After reading “Getting An ‘F'” (Westword cover story, Oct. 4, 2007); “David McSwane Remains Editor of CSU Paper” (Westword Blogs online, Oct. 5, 2007); “CSU editor admonished, will keep job” (Denver Post online, Oct. 5, 2007); and “David McSwane Takes on the Media One More Time” (Westword Blogs online, Oct. 10, 2007); I’m fuckin’ pissed.
As reported by the Denver Post, the Colorado State University Board of Student Communications “admonish[ed]” McSwane “for ‘writing’ the offending words.”
As I see it, the board is encouraging journalists to not offend people, which is clearly the opposite point McSwane was trying to make: a zealous defense of free speech underscored by a perfect example of it (i.e., an extremely offensive, yet fully-protected, political statement).

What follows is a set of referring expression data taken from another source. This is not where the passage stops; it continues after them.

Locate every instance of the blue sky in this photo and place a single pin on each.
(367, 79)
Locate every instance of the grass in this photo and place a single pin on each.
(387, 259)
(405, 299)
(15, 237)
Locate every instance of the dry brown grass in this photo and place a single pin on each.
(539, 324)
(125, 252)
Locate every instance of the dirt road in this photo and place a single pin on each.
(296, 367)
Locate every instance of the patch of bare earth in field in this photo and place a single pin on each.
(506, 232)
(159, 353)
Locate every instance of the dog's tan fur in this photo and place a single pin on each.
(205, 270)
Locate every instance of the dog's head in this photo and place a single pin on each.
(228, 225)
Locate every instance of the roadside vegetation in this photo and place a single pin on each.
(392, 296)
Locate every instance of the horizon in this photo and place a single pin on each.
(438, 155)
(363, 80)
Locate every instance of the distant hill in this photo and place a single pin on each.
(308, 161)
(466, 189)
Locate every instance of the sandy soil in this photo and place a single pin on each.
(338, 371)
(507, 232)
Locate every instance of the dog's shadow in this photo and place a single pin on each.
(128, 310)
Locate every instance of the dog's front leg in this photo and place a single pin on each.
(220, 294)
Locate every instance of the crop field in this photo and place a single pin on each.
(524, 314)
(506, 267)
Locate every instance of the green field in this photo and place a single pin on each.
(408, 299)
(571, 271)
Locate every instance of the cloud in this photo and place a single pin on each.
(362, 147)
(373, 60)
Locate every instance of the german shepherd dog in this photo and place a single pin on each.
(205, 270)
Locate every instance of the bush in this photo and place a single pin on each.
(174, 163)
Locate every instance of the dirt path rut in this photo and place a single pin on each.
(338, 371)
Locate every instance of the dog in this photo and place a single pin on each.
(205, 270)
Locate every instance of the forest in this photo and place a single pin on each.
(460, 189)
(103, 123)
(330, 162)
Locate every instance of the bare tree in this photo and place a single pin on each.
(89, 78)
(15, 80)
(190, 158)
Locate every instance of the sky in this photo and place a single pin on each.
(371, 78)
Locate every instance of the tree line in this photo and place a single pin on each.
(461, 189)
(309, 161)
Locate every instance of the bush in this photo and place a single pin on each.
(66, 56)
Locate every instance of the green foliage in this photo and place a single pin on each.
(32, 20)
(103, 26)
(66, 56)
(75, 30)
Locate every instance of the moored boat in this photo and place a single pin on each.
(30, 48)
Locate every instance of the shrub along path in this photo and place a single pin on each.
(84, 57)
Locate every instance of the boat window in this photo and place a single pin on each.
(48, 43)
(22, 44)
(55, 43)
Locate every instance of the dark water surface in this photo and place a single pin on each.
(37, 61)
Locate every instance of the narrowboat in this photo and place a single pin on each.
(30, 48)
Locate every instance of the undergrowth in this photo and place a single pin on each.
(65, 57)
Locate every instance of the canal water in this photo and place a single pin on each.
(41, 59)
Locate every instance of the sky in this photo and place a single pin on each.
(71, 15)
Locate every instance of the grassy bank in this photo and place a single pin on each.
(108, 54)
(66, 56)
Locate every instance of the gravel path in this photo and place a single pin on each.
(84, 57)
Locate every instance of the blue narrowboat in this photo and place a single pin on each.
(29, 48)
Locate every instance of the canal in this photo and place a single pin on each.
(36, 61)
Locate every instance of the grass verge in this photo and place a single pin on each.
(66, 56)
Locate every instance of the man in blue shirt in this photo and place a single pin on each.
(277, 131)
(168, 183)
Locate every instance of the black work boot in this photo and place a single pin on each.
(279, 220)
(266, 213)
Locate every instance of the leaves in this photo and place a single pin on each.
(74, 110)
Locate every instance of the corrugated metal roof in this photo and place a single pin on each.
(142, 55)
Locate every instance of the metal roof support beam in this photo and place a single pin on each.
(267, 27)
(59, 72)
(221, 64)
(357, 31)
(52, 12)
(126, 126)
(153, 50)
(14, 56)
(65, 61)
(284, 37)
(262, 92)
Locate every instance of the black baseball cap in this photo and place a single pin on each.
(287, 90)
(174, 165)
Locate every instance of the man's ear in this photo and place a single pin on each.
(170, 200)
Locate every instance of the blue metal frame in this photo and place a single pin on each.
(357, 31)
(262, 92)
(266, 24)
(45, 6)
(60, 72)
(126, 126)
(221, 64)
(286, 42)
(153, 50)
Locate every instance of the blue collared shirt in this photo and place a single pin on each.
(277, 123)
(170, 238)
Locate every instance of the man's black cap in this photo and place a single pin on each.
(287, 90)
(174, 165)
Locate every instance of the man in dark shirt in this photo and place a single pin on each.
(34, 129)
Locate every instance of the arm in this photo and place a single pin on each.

The Denver Post also reported that James Landers, CSU journalism professor and interim chair of the board, said McSwane “violated two elements of the ethics code – using profane language in an editorial and using poor judgment in framing the editorial.”
First, how does one identify “profane” language?
Maybe it is done the same way the former Justice of the United States Supreme Court, Potter Stewart, once claimed he could identify hardcore pornography: “I know it when I see it.” But of course, even Justice Potter later found this position to be untenable.
Instead, maybe the question should be, “why the fuck does it matter if offensive words are used in a fucking editorial?”
More importantly, why is the use of the word “fuck” even offensive in the first place?
A Google search of the word “Fuck” reveals 69,800,000 hits (though, when done in all lowercase letters, it reveals only 67,000,000). Of course, when one throws into the mix “Fucker,” “Fucking,” “Fucked,” and “Fucko,” the result totals 149,914,200.
My answer: the word “fuck” retains its offensive value only because of stupid fucks who continue to make a scene when the word “fuck” is used in public discourse (e.g., James Landers, Larry Penley, and the entire CSU Board).
If those stupid fucks would just chill the fuck out, the fucking word would cease to be used in such context because its intended effect would be completely fucking lost. So, seriously, get a fucking clue.
Equally important, however, is that many ideas throughout history have been deemed offensive: equal rights for women, African descendants not being property, Jesus being (or not being) the Messiah, the world not being flat, etc.
Nonetheless, without the freedom to express an idea as one chooses, the idea itself cannot truly be examined – and at that point education and progress cease to flourish.
Second, Landers claimed that McSwane exercised “poor judgment in framing the editorial.”
What McSwane did was frame the editorial with a perfect example. This is brilliant writing.
Another great example of this sort of writing is Denver Post columnist Diane Carman’s article “Audacious. Profane. He won.”
In the article, she criticizes McSwane, yet as described by Michael Roberts himself, the article was written “in brief declarative snippets meant to emulate the punchy editorial in question.” Hence, like McSwane’s piece, it was an argument underscored by a great example in support of the argument.
So here’s a toast: to David McSwane, the Real American Hero, the true patriot – not for his political views, but rather, because he encouraged people to formulate an opinion and then make it known to the world.
I hope he continues on his journalistic path.
As for the advertisers that pulled their support from the Collegian, I think the Collegian should run an article listing those fuckers, so people like me can refuse to purchase their goods and services.